Europe is critical because this would a central plank of the party’s appeal to business.  But the party needs to have a convincing answer on how we stay clear of the Euro, while still at the heart of the regulatory process.  The party is dripping with European experts – if it can’t come up with some good looking ideas here you really do have to ask what the party is for.

Education is important because it is a central part of the fair growth agenda.  There is a space for more constructive policy that stays clear of Conservative grandstanding and micromanagement.  I do wish the party hierarchy would make more effort to reach out to members invovled with education, though these can be quite tiresome: it may help to win over educational professionals, whom I am sure are being put off by the government’s current rhetoric.  But this does not sound to be a make or break issue for the next election.

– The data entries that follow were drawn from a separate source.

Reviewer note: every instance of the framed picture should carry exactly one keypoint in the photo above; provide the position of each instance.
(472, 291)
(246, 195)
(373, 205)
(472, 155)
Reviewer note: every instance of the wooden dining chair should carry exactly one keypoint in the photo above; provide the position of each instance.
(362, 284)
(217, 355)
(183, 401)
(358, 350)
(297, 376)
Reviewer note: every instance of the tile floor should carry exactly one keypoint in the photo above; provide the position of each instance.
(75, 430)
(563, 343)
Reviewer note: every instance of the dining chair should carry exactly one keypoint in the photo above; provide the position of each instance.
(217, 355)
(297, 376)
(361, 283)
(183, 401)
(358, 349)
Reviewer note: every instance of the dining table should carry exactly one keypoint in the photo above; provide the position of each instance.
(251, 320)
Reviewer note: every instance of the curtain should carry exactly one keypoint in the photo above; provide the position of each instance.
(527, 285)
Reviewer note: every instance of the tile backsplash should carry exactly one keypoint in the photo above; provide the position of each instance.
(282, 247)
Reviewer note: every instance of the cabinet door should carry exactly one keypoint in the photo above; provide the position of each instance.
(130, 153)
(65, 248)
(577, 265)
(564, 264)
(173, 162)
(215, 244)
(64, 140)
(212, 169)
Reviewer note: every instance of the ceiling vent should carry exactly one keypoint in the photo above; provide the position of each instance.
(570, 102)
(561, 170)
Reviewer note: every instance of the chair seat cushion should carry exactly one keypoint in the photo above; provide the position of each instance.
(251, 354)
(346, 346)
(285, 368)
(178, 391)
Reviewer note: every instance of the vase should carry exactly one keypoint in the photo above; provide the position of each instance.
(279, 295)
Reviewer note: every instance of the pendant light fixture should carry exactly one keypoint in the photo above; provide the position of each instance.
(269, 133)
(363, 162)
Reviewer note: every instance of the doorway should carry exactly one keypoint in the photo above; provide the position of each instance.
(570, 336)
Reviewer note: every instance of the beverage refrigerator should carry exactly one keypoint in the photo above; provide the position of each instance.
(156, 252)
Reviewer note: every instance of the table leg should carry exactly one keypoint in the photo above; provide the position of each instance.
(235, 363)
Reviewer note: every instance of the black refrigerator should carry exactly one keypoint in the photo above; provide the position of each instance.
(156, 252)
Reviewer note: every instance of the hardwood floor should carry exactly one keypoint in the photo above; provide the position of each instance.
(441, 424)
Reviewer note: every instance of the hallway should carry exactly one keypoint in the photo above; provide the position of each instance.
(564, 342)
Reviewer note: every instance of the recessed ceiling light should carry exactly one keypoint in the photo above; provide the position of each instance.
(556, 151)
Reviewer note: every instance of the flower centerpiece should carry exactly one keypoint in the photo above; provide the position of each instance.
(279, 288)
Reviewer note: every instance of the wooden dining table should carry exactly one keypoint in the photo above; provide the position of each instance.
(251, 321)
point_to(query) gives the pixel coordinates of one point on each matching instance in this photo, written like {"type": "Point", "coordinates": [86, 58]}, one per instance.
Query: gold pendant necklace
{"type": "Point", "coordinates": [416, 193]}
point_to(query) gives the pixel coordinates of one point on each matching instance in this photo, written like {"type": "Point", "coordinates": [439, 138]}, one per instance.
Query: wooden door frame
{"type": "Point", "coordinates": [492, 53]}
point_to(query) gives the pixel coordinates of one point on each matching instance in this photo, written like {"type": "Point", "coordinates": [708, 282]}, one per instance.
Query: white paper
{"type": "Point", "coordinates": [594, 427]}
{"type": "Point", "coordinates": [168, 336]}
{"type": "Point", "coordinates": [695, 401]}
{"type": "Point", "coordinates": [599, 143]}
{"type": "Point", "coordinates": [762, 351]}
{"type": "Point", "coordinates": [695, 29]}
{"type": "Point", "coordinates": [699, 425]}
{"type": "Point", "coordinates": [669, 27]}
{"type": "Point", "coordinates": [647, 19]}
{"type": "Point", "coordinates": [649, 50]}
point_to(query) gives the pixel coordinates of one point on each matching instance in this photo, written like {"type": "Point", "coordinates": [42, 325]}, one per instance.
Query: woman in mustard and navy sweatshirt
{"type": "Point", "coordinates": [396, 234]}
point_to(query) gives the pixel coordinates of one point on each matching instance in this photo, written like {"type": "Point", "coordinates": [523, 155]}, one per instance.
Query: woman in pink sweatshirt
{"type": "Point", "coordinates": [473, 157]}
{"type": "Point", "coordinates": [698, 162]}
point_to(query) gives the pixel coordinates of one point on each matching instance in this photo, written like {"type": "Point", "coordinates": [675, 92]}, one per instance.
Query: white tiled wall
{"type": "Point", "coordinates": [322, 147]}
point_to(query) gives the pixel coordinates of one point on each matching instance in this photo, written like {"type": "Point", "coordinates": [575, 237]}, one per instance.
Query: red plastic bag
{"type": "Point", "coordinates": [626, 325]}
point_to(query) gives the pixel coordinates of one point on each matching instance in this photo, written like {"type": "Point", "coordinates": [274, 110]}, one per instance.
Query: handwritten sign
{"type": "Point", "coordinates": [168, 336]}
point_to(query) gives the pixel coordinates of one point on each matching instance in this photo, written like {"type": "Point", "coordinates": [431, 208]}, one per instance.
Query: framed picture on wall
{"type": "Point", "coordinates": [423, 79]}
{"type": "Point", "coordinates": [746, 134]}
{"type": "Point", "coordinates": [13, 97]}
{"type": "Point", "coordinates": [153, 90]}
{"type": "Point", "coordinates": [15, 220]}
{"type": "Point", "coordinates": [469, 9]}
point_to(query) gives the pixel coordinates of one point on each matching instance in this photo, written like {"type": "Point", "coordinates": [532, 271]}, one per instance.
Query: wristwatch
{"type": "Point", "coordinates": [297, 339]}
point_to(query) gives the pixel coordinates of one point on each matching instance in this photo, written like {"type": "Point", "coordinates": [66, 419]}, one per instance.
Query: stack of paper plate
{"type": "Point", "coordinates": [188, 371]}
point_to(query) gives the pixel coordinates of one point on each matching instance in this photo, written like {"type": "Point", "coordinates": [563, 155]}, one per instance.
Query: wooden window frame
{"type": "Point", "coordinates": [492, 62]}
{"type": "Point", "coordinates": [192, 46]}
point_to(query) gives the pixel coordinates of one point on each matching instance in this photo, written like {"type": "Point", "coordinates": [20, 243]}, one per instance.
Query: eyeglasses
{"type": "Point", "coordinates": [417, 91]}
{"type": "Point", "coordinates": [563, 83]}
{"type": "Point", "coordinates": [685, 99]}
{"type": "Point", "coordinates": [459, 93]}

On health and education finance I think the party needs to stick with the current governments reforms, more or less, on the grounds that the tax burden will get out of control if we don’t.  It will help with the proposition that Labour are profligate. We may be able to come up with some variations to soften the message, but I think the party has to grit its teeth.

And by insurgent campaigning, I mean grabbing a headline here and there, especially in areas where it plays to liberal principles and will motivate core voters and activists.  Human rights and the security state provide some issues, and environmental policy no doubt more. and there will no doubt be local issues that can be taken up, not just in target areas.

There I need to leave it.  This post is not quite as well developed as I hoped, but I hope it provides food for thought.